Mas é com seu conceito de limite de contato que Perls (1981) mergulha mais fundo sua proposta psicoterapêutica na idéia de campo fenomenal, herdada de Husserl via Psicologia da Gestalt. Para Perls, “o estudo do modo que o ser humano funciona no seu meio é o estudo do que ocorre na fronteira de contato entre o indivíduo e seu meio. É neste limite de contato que ocorrem eventos psicológicos” (p. 31). Ainda nesta sua obra mais amadurecida, Perls, em seu estilo sempre um tanto quanto estouvado, se posiciona radicalmente contra a cisão sujeito-objeto, que, segundo Figueiredo (1991), faria parte de seu pensamento, bem como das demais assim chamadas psicologias humanistas. Perls (1981) critica as psicologias que

(...) dividiram a experiência em interior e exterior e então se defrontaram com a pergunta insolúvel de se o homem é regido por forças de fora ou de dentro. Este tipo de abordagem, esta necessidade de uma causalidade simples, esta omissão do campo total, estabelece problemas de situações que, na realidade são indivisíveis (p. 31).

Ou, mais adiante, nesta mesma obra: “os psicólogos que mantêm uma concepção dualista do homem o vêem operando como forças opostas que partem o indivíduo em pedaços. Por outro lado, nós os vemos como aspectos de uma mesma coisa (...)” (Perls, 1981, pp. 36-37).

É possível, portanto, afirmar que Perls criticava uma visão dualista na psicologia. No entanto, é possível também observar que seu pensamento se mantém preso ao dualismo consciente versus inconsciente, por exemplo, (Perls, 1977, 1979, 1981, 1942/2002). Assim, esta questão merece pesquisas mais aprofundadas que esclareçam este tema. É questionável afirmar, como o faz Figueiredo (1991), que a Gestalt-terapia tem uma visão dualista de ser humano, o que seria uma característica básica das matrizes românticas, inserindo-a nesta matriz.

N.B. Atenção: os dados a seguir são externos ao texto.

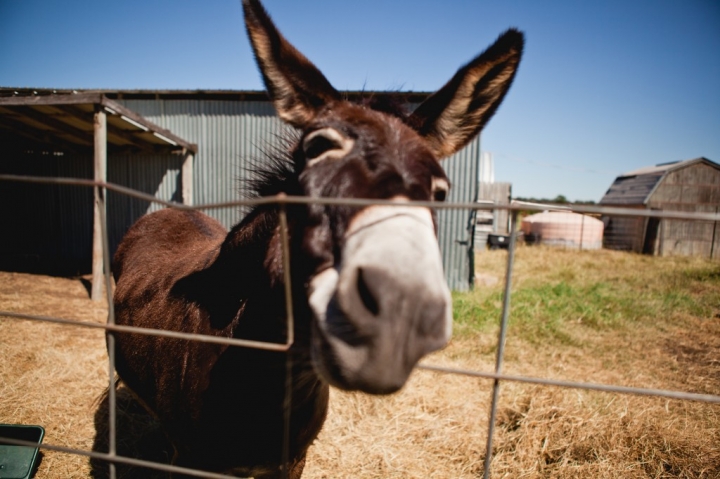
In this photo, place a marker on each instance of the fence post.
(100, 168)
(501, 342)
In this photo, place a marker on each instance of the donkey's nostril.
(366, 295)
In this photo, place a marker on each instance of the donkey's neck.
(247, 292)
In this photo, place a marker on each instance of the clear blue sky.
(604, 87)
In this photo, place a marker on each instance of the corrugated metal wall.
(232, 134)
(52, 225)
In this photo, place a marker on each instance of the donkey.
(368, 292)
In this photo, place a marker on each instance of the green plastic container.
(17, 462)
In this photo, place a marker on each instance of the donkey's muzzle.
(385, 306)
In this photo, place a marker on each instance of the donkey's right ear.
(296, 87)
(457, 112)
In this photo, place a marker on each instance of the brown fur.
(222, 406)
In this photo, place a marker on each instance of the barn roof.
(635, 187)
(64, 121)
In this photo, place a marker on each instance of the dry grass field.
(602, 316)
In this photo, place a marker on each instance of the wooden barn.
(690, 185)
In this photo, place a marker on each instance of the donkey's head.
(377, 290)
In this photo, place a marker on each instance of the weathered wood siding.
(691, 188)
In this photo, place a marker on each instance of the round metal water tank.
(564, 228)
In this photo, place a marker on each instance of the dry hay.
(435, 427)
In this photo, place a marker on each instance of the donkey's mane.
(275, 170)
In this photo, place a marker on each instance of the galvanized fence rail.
(112, 458)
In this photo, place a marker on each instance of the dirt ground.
(56, 376)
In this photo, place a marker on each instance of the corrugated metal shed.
(69, 135)
(690, 185)
(232, 131)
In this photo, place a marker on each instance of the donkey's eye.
(326, 143)
(317, 145)
(440, 188)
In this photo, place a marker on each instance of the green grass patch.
(563, 291)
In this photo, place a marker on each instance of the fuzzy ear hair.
(296, 87)
(457, 112)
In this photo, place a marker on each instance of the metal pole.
(100, 174)
(290, 338)
(501, 343)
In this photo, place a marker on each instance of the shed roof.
(65, 122)
(635, 187)
(227, 95)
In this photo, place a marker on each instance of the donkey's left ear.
(296, 87)
(457, 112)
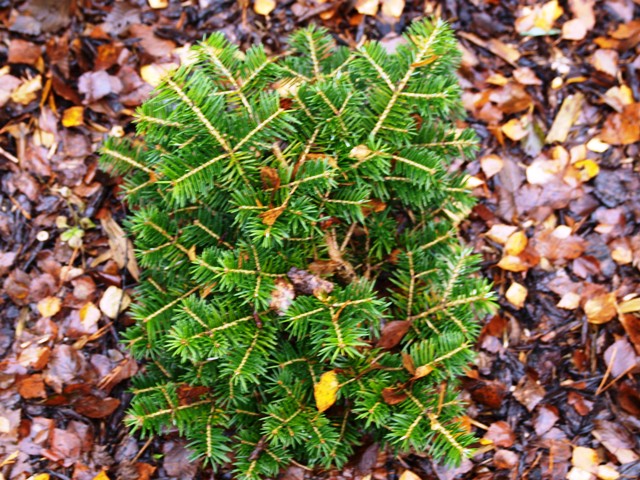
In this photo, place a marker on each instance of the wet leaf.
(264, 7)
(601, 308)
(516, 295)
(114, 301)
(392, 333)
(325, 391)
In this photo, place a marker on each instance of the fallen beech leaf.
(622, 128)
(264, 7)
(157, 4)
(516, 295)
(539, 19)
(121, 246)
(367, 7)
(49, 306)
(500, 233)
(392, 395)
(574, 29)
(569, 301)
(605, 61)
(514, 129)
(500, 434)
(326, 390)
(620, 357)
(392, 8)
(270, 216)
(566, 117)
(27, 91)
(601, 308)
(588, 169)
(516, 244)
(154, 73)
(73, 117)
(114, 301)
(423, 371)
(491, 165)
(598, 146)
(607, 472)
(409, 475)
(513, 263)
(392, 333)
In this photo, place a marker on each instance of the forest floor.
(553, 91)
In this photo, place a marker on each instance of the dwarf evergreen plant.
(304, 286)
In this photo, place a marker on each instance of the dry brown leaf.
(491, 165)
(566, 117)
(121, 247)
(574, 29)
(516, 128)
(601, 308)
(516, 295)
(73, 117)
(49, 306)
(325, 391)
(114, 301)
(392, 333)
(500, 233)
(409, 475)
(605, 61)
(516, 244)
(622, 128)
(367, 7)
(393, 8)
(27, 91)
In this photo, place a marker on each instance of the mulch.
(553, 92)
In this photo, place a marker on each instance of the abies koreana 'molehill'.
(304, 285)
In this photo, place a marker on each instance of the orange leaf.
(326, 390)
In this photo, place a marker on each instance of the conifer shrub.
(304, 286)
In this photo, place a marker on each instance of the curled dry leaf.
(516, 295)
(392, 333)
(601, 308)
(114, 301)
(264, 7)
(325, 391)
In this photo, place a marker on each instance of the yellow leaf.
(423, 371)
(514, 129)
(49, 306)
(516, 244)
(157, 4)
(409, 475)
(516, 294)
(367, 7)
(27, 91)
(598, 146)
(588, 169)
(73, 117)
(270, 216)
(601, 309)
(326, 390)
(630, 306)
(392, 8)
(154, 73)
(264, 7)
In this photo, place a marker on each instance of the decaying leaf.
(114, 301)
(325, 391)
(392, 333)
(566, 117)
(264, 7)
(516, 295)
(601, 308)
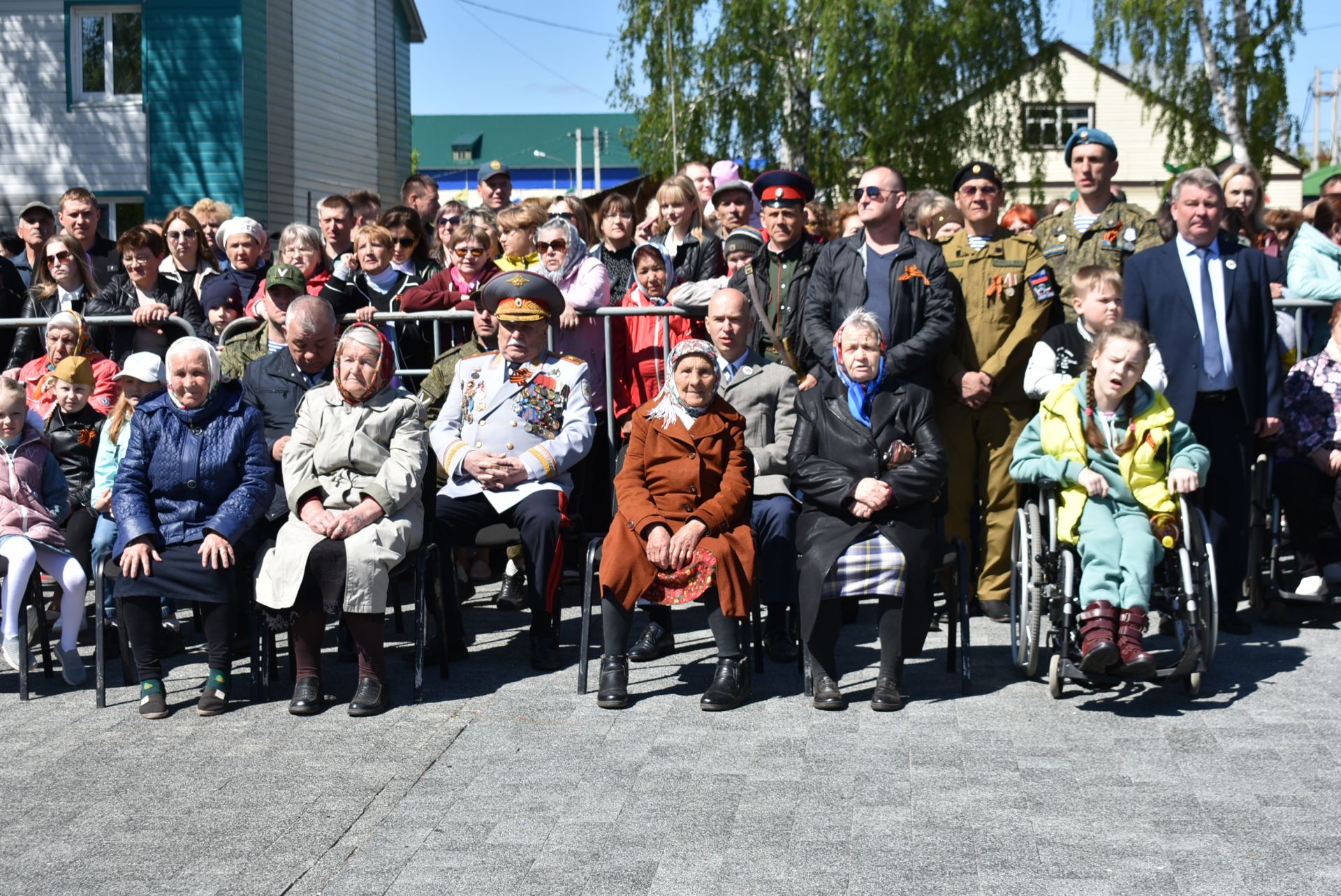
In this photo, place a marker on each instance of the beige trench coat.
(377, 450)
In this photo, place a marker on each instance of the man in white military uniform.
(514, 424)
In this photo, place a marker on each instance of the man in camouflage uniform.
(1002, 302)
(1097, 228)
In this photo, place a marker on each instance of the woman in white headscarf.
(193, 483)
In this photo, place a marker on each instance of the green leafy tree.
(830, 86)
(1207, 65)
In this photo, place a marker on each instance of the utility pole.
(596, 156)
(577, 188)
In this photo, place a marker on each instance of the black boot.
(369, 699)
(652, 644)
(730, 684)
(777, 636)
(828, 696)
(513, 591)
(307, 696)
(615, 683)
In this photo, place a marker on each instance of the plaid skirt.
(873, 566)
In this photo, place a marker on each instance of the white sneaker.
(1310, 587)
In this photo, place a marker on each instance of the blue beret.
(1090, 135)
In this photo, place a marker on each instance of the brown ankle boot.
(1099, 636)
(1136, 663)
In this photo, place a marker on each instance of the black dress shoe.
(513, 592)
(887, 696)
(545, 649)
(777, 638)
(652, 644)
(730, 684)
(307, 696)
(615, 683)
(369, 699)
(828, 696)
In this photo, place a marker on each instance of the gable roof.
(514, 138)
(1061, 46)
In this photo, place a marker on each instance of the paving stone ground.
(504, 781)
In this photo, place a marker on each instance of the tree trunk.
(1229, 109)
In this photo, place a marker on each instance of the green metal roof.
(514, 138)
(1313, 183)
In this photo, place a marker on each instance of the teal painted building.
(265, 105)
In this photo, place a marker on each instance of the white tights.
(23, 555)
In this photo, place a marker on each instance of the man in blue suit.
(1207, 302)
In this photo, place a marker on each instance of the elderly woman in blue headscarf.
(193, 483)
(683, 527)
(868, 463)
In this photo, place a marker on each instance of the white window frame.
(1033, 113)
(75, 54)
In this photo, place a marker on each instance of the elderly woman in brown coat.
(683, 526)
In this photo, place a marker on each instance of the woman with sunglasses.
(62, 282)
(409, 243)
(189, 254)
(471, 250)
(450, 218)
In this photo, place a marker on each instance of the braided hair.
(1122, 330)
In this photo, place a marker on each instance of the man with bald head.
(277, 383)
(895, 275)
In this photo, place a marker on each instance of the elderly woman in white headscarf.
(683, 527)
(354, 473)
(193, 483)
(585, 285)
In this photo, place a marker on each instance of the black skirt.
(180, 577)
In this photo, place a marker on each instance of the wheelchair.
(1045, 609)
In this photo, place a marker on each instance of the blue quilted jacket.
(189, 473)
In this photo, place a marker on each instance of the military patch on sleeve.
(1041, 285)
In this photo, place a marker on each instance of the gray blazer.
(765, 393)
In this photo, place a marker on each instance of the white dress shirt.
(1191, 259)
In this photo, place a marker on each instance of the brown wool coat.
(672, 476)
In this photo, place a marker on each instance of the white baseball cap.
(145, 367)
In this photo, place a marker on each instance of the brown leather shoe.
(1099, 636)
(1136, 663)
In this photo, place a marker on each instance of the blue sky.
(464, 68)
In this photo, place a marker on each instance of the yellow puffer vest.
(1144, 470)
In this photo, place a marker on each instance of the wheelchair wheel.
(1055, 676)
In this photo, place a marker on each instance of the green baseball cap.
(287, 275)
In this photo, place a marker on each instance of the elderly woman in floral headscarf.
(193, 483)
(67, 335)
(354, 473)
(868, 462)
(683, 527)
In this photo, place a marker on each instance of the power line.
(542, 22)
(557, 74)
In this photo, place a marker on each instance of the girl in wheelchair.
(1118, 455)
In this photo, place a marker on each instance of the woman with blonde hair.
(695, 251)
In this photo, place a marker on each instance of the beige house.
(1109, 102)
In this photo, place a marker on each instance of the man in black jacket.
(902, 279)
(277, 383)
(778, 277)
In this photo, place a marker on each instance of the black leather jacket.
(74, 444)
(118, 297)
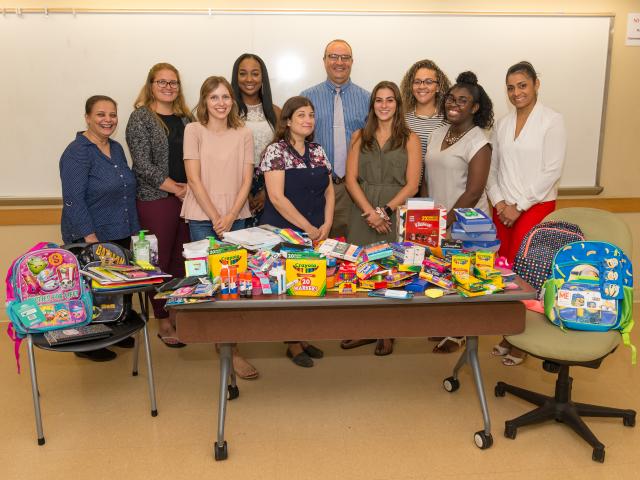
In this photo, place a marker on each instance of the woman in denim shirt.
(98, 189)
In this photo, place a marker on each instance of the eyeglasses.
(335, 57)
(427, 82)
(459, 101)
(167, 83)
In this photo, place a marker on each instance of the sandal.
(510, 360)
(349, 344)
(382, 349)
(500, 351)
(449, 345)
(171, 342)
(243, 369)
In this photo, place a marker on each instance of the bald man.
(333, 131)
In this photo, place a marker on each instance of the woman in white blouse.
(528, 154)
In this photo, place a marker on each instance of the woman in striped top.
(423, 88)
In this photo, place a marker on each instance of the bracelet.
(383, 214)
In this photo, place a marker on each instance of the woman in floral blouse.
(300, 194)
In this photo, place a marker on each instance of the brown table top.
(278, 318)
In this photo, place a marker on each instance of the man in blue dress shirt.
(333, 131)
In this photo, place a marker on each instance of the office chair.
(559, 350)
(129, 323)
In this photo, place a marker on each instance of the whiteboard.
(52, 64)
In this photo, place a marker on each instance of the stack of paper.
(254, 238)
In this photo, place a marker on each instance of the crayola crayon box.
(226, 254)
(306, 274)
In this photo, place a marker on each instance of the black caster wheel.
(482, 440)
(219, 452)
(451, 384)
(598, 454)
(510, 431)
(234, 392)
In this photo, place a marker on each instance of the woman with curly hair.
(459, 157)
(423, 87)
(251, 87)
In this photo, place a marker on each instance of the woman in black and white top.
(155, 134)
(423, 87)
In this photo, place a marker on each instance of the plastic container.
(142, 248)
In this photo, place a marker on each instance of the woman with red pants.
(528, 154)
(155, 133)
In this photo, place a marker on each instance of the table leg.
(483, 438)
(136, 349)
(220, 448)
(34, 390)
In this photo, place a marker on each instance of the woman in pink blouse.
(218, 158)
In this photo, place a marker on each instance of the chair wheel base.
(220, 452)
(510, 431)
(482, 440)
(451, 384)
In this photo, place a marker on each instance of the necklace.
(451, 138)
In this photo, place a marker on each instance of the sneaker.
(100, 355)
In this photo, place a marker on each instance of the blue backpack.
(591, 288)
(45, 291)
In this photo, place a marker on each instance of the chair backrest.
(598, 225)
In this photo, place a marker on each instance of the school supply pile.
(591, 288)
(188, 290)
(475, 230)
(254, 238)
(421, 221)
(106, 277)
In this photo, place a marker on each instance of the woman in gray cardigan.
(154, 135)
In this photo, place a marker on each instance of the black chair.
(559, 350)
(131, 323)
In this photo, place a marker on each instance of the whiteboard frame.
(566, 191)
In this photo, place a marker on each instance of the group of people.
(334, 161)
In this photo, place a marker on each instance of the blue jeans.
(201, 229)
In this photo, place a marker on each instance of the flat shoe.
(349, 344)
(100, 355)
(302, 359)
(381, 350)
(500, 351)
(449, 345)
(252, 371)
(172, 343)
(128, 342)
(511, 361)
(312, 351)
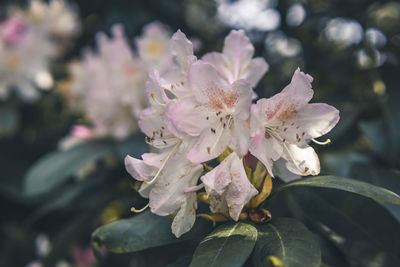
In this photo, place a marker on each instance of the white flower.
(228, 187)
(282, 125)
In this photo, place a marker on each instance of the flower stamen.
(133, 209)
(163, 165)
(156, 100)
(327, 141)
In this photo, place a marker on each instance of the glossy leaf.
(287, 242)
(9, 120)
(143, 231)
(346, 184)
(228, 245)
(56, 167)
(361, 228)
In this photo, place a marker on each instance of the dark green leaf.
(379, 176)
(228, 245)
(287, 241)
(9, 120)
(361, 228)
(346, 184)
(54, 168)
(143, 231)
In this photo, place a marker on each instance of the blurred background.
(350, 47)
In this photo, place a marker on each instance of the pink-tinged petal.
(298, 93)
(216, 180)
(282, 171)
(145, 189)
(206, 84)
(168, 194)
(82, 132)
(182, 49)
(318, 119)
(301, 161)
(240, 137)
(244, 94)
(186, 216)
(154, 89)
(266, 150)
(255, 71)
(312, 121)
(209, 146)
(240, 190)
(239, 50)
(187, 116)
(138, 169)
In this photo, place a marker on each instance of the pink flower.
(228, 187)
(12, 30)
(282, 125)
(152, 47)
(167, 194)
(216, 115)
(236, 60)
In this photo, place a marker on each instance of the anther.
(155, 100)
(321, 143)
(133, 209)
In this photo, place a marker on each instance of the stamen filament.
(321, 143)
(133, 209)
(227, 124)
(156, 100)
(194, 188)
(163, 165)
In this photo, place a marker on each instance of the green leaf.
(346, 184)
(56, 167)
(9, 120)
(361, 228)
(228, 245)
(287, 242)
(143, 231)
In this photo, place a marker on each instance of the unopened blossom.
(23, 56)
(236, 60)
(56, 18)
(108, 86)
(153, 48)
(167, 194)
(228, 187)
(282, 126)
(29, 40)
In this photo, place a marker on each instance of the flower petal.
(205, 81)
(168, 193)
(255, 71)
(240, 190)
(301, 161)
(239, 50)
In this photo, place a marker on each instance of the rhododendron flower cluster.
(108, 86)
(29, 40)
(201, 109)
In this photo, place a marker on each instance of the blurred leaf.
(378, 135)
(346, 184)
(340, 162)
(56, 167)
(287, 241)
(379, 176)
(360, 227)
(183, 261)
(9, 120)
(228, 245)
(143, 231)
(133, 146)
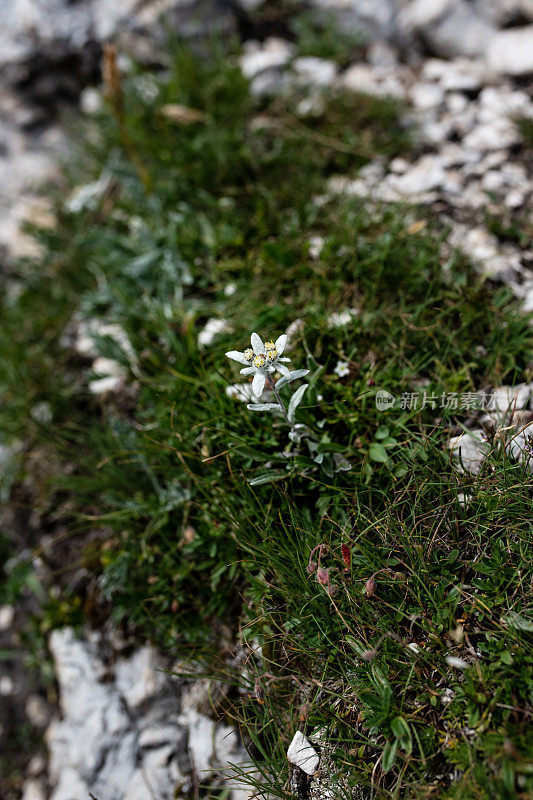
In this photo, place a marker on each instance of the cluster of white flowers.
(261, 360)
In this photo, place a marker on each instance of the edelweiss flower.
(342, 369)
(261, 359)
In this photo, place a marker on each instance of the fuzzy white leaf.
(295, 401)
(236, 356)
(258, 384)
(281, 343)
(257, 344)
(263, 406)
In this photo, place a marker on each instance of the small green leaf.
(267, 477)
(293, 376)
(377, 452)
(518, 622)
(389, 755)
(264, 406)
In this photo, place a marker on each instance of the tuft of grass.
(186, 508)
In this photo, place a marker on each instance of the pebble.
(273, 54)
(317, 71)
(511, 51)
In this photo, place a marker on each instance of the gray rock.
(315, 71)
(441, 24)
(33, 790)
(470, 450)
(374, 20)
(273, 54)
(510, 52)
(424, 175)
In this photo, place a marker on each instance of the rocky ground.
(125, 729)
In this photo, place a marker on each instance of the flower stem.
(278, 398)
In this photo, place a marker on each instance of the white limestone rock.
(302, 754)
(470, 449)
(510, 52)
(315, 71)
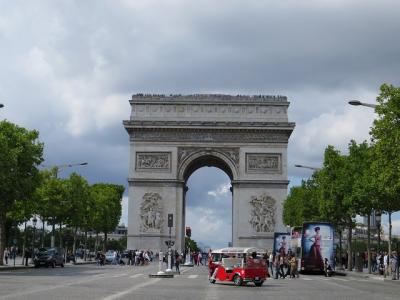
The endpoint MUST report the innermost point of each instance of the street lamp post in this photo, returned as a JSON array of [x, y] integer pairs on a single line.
[[359, 103], [307, 167], [34, 222]]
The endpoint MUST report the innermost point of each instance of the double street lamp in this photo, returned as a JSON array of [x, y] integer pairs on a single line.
[[359, 103], [378, 215], [307, 167]]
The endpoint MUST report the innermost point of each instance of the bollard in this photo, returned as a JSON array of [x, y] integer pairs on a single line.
[[169, 270], [160, 262]]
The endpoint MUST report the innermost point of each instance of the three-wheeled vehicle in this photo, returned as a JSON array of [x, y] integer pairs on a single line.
[[239, 265]]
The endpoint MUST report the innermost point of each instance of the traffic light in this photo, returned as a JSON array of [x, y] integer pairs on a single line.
[[188, 231]]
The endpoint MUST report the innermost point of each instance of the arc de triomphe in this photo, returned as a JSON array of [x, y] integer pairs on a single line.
[[172, 136]]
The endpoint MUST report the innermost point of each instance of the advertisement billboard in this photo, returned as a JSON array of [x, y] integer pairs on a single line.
[[317, 244]]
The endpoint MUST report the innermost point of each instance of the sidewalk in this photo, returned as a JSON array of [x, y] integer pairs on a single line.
[[20, 266], [364, 274]]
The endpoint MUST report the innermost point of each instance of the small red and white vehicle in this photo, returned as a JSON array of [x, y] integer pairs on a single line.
[[238, 265]]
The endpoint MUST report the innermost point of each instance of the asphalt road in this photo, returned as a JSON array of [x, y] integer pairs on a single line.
[[116, 282]]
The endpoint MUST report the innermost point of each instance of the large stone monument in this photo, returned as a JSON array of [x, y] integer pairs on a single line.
[[172, 136]]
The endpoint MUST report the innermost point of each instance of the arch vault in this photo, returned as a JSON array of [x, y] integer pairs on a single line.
[[172, 136]]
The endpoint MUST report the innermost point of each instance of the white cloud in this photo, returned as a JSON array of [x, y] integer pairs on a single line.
[[208, 227], [221, 190]]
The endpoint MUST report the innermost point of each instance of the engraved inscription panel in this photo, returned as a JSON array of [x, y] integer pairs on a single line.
[[153, 161], [262, 163]]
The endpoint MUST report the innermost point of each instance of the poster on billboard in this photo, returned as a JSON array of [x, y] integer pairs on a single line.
[[317, 244], [282, 243]]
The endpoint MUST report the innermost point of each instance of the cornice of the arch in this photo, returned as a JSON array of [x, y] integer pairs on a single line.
[[187, 155]]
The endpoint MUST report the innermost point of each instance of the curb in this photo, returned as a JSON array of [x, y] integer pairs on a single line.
[[8, 268]]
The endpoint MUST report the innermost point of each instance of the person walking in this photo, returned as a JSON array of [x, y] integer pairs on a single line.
[[177, 263], [393, 264], [271, 263], [385, 265], [293, 267], [6, 255]]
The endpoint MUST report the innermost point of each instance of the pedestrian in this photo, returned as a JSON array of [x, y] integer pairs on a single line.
[[177, 263], [271, 263], [293, 267], [199, 258], [385, 264], [394, 264], [6, 255]]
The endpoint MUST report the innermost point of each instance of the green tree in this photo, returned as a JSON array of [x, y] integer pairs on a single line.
[[365, 195], [302, 204], [53, 200], [107, 198], [335, 182], [386, 138], [78, 197], [21, 153]]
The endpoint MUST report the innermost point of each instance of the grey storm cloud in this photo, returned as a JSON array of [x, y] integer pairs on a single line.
[[68, 68]]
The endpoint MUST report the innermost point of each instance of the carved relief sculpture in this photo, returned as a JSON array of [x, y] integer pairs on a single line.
[[153, 161], [262, 215], [151, 213], [263, 163]]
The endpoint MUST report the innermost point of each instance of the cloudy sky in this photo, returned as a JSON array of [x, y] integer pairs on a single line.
[[68, 69]]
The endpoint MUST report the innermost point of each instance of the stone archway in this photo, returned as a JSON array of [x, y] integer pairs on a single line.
[[172, 136]]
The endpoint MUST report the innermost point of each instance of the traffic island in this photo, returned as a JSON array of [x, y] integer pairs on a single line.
[[161, 275]]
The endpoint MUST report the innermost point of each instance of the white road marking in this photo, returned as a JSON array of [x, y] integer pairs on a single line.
[[340, 279], [128, 291]]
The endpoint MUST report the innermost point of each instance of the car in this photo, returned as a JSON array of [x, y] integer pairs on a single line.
[[49, 257]]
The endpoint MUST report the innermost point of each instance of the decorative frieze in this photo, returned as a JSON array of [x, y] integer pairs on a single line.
[[153, 161], [261, 163], [213, 136], [262, 215], [232, 153]]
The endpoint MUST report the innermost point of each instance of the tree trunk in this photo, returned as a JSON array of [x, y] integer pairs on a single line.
[[53, 235], [369, 243], [74, 244], [96, 243], [24, 244], [42, 239], [60, 235], [86, 245], [2, 235], [340, 249], [390, 235], [349, 250]]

Talvez Figueiredo o faça um tanto preconceituosamente, quando discute, por exemplo, a idéia de holismo e a influência do pensamento oriental, presentes nos escritos de Perls (1977, 1979, 1981, 1942/2002) como sustentação da sua visão de homem integrado. De fato, Frederick Perls foi tudo menos uma figura tradicional. Seu estilo agressivo e atrevido é uma marca em toda a sua trajetória profissional, marcada pela eterna crítica à psicanálise. No entanto, seu livre trânsito em experiências e pensamentos menos ortodoxos não faz da Gestalt-terapia uma “seita”, como sugere Figueiredo (1991), embora o estilo controvertido de Frederick Perls possa dar margem a possíveis associações com a figura de um guru, o que ocorreria nas matrizes românticas, tal como assinala Figueiredo.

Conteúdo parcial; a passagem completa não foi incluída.